AGCO starts financially penalizing unopened cannabis stores

It’s been almost two weeks since recreational cannabis stores were supposed to open in Ontario, but the two in Sudbury are still waiting to open their doors.

25 stores were supposed to open across Ontario on April 1

The owner of the Highlife cannabis store in Sudbury had hoped to open on April 1 but he still doesn't have the proper licence from the Alcohol and Gaming Commission. (Erik White/CBC)

It's been almost two weeks since recreational cannabis stores were supposed to open in Ontario, but the two in Sudbury are still waiting to open their doors.

The owner of Highlife, Anton Lucic, says he has been financially penalized for not getting the doors open on April 1.

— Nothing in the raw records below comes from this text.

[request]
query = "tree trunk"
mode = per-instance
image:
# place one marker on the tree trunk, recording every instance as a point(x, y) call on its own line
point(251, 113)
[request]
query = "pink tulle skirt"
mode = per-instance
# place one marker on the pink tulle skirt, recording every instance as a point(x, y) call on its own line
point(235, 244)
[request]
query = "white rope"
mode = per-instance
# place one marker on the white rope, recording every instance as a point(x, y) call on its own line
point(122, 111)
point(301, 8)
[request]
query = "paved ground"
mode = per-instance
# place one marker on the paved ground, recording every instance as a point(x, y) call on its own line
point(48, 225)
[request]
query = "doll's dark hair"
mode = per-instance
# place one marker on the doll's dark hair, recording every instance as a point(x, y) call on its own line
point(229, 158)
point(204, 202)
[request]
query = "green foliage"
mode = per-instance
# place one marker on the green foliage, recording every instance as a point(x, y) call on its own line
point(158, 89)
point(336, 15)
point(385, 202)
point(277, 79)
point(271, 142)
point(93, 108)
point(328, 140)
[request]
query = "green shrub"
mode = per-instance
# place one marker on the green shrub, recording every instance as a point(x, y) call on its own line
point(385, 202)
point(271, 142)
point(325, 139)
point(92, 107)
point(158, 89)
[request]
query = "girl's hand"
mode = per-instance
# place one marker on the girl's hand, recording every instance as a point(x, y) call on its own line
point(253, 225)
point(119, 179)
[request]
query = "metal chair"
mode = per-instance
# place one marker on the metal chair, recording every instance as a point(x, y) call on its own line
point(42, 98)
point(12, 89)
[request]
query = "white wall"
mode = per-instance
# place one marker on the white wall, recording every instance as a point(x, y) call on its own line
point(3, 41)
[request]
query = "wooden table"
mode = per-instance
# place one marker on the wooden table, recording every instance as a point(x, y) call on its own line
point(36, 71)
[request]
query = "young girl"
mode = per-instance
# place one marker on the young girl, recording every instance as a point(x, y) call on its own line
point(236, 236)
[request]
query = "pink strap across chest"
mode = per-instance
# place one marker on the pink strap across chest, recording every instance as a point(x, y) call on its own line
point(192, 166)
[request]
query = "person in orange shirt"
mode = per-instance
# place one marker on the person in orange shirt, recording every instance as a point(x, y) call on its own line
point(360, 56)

The penalty is $12,500, which was drawn from his letter of credit. Lucic says he's not surprised.

"The delay is due to additional due diligence that AGCO is conducting due to my business arrangement with Highlife," he said.

"They're verifying that there's no criminal connections and money laundering. I'm confident that we will be granted the licence within several days."

Lucic says he's confident his licence will be approved soon.

"We're at the final stages of approval, after AGCO finishes the due diligence I will be able to order product," he said.

"Then, we'll have to pass one more pre-opening inspection by AGCO once the product arrives."

How the process works

To select who would operate the stores, the province set up a lottery system. As a condition of participating in the lottery, applicants were made award they had to submit a $50,000 letter of credit with their application.

Raymond Kahnert, a spokesperson with AGCO, says the rules were clearly stated before the application process began. He says all 25 applicants met the first deadline, which was an expression of interest.

"From that point, each moved through the process and submitted the required information at different times," he said.

"Some applicants provided all the necessary information in a timely way. For others, the information was incomplete, changing or slow to be provided. For others, highly involved business arrangements were entered into with third parties requiring in-depth analysis."

Kahnert adds that stores that are not open by April 15th will see another $12,500 from the letter of credit.

He adds the AGCO has a team of people working everyday to help stores open their doors.